United States District Court, District of Colorado
Mar 28, 2023
Civil Action 1:21-cv-02274-CNS (D. Colo. Mar. 28, 2023)

Opinion

Civil Action 1:21-cv-02274-CNS

03-28-2023

T.E., Plaintiff, v. COMMISSIONER, Social Security Administration, Defendant.


ORDER

Charlotte N. Sweeney United States District Judge

Plaintiff T.E.seeks disability insurance benefits under Title II and supplemental security income under Title XVI of the Social Security Act for a combination of impairments related to posttraumatic stress disorder and major depressive disorder (ECF No. 1 at 1 ¶ 4). T.E. filed this lawsuit for judicial review of the final decision by the Social Security Administration Commissioner (the Commissioner) denying his benefits claim. Exercising jurisdiction under 42 U.S.C. § 405(g), the Court AFFIRMS in part and REVERSES in part the Commissioner's denial of benefits, and REMANDS for further analysis.

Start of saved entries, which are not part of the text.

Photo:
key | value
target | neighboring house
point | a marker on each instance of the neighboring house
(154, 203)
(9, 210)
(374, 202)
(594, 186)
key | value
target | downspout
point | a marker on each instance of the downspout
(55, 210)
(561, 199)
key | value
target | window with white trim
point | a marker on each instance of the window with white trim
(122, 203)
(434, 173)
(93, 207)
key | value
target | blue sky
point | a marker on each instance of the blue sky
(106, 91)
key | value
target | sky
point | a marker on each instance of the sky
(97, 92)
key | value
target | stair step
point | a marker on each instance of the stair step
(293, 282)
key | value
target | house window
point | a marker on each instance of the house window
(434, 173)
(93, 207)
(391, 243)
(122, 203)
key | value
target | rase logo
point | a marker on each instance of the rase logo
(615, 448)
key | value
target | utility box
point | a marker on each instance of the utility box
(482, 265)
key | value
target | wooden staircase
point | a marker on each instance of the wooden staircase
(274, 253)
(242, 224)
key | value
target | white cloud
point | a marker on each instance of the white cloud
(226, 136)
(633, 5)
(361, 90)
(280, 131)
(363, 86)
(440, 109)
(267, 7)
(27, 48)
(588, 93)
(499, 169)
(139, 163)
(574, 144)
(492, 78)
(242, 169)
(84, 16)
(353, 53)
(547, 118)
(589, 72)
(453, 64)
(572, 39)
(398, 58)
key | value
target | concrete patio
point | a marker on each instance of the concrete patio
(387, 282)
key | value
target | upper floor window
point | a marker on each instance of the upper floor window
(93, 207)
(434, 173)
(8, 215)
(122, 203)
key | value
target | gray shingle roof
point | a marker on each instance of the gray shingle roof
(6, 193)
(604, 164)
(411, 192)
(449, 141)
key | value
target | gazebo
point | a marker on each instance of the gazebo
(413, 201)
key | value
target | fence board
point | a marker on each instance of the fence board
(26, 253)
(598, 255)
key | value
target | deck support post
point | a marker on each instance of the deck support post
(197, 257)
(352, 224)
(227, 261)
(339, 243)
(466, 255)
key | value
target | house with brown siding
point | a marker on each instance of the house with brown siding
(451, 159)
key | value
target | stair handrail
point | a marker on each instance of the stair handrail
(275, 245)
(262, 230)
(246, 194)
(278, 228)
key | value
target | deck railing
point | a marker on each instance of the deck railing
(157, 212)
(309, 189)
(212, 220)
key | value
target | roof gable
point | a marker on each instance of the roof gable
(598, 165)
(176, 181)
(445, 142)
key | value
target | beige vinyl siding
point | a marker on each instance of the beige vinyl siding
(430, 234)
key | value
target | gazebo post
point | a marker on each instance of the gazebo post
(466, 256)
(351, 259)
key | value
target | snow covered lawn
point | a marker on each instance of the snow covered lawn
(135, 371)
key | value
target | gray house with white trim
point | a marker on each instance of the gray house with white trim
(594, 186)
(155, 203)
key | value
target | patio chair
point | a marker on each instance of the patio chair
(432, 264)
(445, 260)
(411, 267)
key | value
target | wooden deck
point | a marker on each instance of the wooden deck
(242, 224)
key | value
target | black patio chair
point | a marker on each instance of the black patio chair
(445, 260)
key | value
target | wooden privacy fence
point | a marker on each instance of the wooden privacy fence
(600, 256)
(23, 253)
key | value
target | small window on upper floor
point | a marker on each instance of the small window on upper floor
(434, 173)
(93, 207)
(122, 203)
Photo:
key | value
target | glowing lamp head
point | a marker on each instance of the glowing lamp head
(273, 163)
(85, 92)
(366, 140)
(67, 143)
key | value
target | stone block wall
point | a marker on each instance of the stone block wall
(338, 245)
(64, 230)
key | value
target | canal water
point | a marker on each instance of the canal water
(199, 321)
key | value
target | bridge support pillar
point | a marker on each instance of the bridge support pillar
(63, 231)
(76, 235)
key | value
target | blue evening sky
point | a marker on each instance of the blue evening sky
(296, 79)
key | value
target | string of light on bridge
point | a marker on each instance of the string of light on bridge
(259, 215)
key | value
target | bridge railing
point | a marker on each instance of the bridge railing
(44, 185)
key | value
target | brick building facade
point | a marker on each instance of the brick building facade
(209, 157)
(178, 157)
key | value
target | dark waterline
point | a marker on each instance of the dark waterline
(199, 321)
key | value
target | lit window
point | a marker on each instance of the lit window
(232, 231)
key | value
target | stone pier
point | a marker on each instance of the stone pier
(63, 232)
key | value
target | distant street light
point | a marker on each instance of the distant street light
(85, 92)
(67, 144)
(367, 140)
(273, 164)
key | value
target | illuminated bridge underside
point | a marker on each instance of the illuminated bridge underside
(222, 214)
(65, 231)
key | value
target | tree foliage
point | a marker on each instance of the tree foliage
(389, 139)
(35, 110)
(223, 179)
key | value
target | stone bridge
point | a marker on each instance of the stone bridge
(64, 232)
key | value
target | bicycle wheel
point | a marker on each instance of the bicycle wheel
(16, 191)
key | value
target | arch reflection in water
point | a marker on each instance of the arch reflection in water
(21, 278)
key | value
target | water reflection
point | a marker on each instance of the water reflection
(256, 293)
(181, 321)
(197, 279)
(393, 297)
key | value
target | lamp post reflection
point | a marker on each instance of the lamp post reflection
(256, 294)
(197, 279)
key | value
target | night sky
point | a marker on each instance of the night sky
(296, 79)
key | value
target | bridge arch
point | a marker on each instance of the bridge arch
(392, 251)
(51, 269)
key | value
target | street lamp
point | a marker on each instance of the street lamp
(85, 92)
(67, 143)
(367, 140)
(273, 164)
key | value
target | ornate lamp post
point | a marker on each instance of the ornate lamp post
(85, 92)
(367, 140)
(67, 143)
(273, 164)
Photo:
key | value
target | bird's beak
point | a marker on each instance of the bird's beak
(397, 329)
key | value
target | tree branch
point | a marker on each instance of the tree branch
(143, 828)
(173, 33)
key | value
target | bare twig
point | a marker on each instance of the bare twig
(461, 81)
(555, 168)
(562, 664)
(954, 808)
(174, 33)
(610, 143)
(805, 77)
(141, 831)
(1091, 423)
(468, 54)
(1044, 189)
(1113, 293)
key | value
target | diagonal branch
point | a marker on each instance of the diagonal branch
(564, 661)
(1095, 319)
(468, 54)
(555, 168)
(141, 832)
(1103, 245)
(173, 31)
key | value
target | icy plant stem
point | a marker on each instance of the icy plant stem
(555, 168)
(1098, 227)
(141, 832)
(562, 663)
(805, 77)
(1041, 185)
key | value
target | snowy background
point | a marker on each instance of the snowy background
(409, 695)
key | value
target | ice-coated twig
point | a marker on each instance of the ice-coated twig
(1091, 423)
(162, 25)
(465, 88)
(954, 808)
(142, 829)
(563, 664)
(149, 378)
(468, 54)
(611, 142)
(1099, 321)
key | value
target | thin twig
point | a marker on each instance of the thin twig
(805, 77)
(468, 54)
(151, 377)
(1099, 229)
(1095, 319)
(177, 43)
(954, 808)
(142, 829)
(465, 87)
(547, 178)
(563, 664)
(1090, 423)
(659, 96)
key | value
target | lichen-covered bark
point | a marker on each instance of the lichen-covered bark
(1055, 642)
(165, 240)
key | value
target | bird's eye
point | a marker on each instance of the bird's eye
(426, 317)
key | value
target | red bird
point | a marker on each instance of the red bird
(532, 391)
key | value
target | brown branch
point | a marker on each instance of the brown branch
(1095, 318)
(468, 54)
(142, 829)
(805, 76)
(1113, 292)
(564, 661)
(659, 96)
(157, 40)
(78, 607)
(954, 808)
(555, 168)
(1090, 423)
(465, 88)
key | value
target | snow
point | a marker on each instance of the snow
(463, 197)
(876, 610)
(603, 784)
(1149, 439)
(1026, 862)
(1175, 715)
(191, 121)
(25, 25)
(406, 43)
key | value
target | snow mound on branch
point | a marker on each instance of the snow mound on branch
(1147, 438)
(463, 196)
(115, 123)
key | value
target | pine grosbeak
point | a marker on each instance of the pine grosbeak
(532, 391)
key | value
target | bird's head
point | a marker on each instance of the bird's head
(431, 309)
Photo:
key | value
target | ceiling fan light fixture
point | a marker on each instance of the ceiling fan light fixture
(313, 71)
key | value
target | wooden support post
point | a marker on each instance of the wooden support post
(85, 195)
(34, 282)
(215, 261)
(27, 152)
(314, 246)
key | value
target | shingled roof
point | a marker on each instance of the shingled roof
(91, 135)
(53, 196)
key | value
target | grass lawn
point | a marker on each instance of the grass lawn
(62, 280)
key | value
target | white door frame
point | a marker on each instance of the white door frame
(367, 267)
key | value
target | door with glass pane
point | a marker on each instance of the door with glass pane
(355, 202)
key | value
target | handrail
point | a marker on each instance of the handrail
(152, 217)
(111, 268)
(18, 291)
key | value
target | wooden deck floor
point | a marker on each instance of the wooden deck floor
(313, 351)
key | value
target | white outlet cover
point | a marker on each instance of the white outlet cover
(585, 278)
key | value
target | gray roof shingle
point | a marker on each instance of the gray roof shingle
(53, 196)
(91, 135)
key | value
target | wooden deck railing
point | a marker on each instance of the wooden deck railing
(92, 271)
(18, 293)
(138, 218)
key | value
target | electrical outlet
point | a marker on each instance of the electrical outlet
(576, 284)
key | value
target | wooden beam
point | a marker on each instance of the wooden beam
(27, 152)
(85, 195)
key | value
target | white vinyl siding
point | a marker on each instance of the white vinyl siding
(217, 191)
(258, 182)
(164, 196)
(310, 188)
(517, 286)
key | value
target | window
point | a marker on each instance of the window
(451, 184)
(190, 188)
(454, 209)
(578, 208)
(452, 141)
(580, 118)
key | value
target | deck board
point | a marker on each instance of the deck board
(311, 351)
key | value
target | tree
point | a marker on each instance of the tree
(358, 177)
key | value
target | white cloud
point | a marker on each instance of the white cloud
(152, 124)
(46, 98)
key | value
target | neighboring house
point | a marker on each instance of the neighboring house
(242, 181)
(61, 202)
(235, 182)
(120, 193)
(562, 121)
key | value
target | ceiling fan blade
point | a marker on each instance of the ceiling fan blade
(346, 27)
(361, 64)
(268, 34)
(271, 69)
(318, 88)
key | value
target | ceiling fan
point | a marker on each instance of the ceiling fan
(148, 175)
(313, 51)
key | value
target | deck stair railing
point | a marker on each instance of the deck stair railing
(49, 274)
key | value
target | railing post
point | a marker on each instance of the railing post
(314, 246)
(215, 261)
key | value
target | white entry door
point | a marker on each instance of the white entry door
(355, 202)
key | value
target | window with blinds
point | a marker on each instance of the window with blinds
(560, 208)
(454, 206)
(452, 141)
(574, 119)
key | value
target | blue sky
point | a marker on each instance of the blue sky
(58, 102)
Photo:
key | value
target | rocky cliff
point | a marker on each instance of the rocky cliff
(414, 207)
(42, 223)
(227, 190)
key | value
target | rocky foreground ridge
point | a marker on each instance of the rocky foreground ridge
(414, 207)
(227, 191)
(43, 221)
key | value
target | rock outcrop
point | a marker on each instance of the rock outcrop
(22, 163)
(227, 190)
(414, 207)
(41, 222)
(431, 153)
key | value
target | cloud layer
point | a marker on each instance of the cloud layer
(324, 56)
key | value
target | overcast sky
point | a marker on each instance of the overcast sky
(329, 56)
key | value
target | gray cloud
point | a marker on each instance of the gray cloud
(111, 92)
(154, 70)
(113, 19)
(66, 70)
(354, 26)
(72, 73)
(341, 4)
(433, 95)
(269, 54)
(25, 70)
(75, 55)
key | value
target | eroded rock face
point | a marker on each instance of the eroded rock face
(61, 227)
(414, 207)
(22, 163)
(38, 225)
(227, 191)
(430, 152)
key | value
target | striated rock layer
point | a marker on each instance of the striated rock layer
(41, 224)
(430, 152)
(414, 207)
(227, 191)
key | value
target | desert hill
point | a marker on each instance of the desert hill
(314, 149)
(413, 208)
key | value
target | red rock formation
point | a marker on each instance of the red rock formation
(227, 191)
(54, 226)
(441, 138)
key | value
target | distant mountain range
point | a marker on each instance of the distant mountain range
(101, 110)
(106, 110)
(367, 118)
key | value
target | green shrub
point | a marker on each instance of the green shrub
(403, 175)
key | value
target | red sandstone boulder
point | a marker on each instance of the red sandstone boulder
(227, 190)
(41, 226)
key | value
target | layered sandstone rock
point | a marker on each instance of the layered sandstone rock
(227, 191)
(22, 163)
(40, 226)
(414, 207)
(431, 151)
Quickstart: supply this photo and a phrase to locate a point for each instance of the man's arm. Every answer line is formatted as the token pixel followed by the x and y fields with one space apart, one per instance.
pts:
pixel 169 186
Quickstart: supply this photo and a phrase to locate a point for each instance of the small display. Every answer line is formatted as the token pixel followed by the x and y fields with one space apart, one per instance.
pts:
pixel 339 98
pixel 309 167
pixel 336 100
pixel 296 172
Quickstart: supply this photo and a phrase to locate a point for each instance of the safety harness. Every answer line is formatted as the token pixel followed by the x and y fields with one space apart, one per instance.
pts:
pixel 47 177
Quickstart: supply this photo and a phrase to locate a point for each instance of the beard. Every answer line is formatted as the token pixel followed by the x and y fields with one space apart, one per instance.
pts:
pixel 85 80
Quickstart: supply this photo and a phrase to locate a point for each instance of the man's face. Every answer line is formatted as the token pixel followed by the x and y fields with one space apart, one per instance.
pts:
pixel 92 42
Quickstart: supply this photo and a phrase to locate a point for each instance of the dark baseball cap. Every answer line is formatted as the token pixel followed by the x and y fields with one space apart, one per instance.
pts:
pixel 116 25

Pursuant to D.C.COLO.L.APR 5.2(b), Plaintiff T.E. is identified by his initials only.

I. BACKGROUND

A brief summary of the relevant background facts suffices. T.E. was born in 1987 (see, e.g., Administrative Record (A.R.) at 64). Throughout his life, T.E. suffered and survived various traumas (see, e.g., A.R. at 547, 758). T.E. was diagnosed with posttraumatic stress disorder, anxiety, depression, and obsessive-compulsive disorder (see A.R. at 663, 680, 822). T.E. has been seen by many physicians for complications related to these diagnoses, and takes various medications for them (see, e.g., A.R. at 502, 673-79). In February 2020, T.E. was given a psychological examination by Justin Barry, PsyD (A.R. at 757). Dr. Barry determined that the examination “suggest[ed] significant depressive and anxious symptoms interfering significantly with functioning,” and concluded that T.E. suffered from major depressive disorder (A.R. at 765-66). According to Dr. Barry, T.E. would benefit from continued psychiatric services and individual psychotherapy, “extended training opportunities for new tasks” to enhance T.E.'s understanding and learning, and that T.E. had “[s]ignificant, current difficulties in activating to work” (A.R. at 763, 767-77).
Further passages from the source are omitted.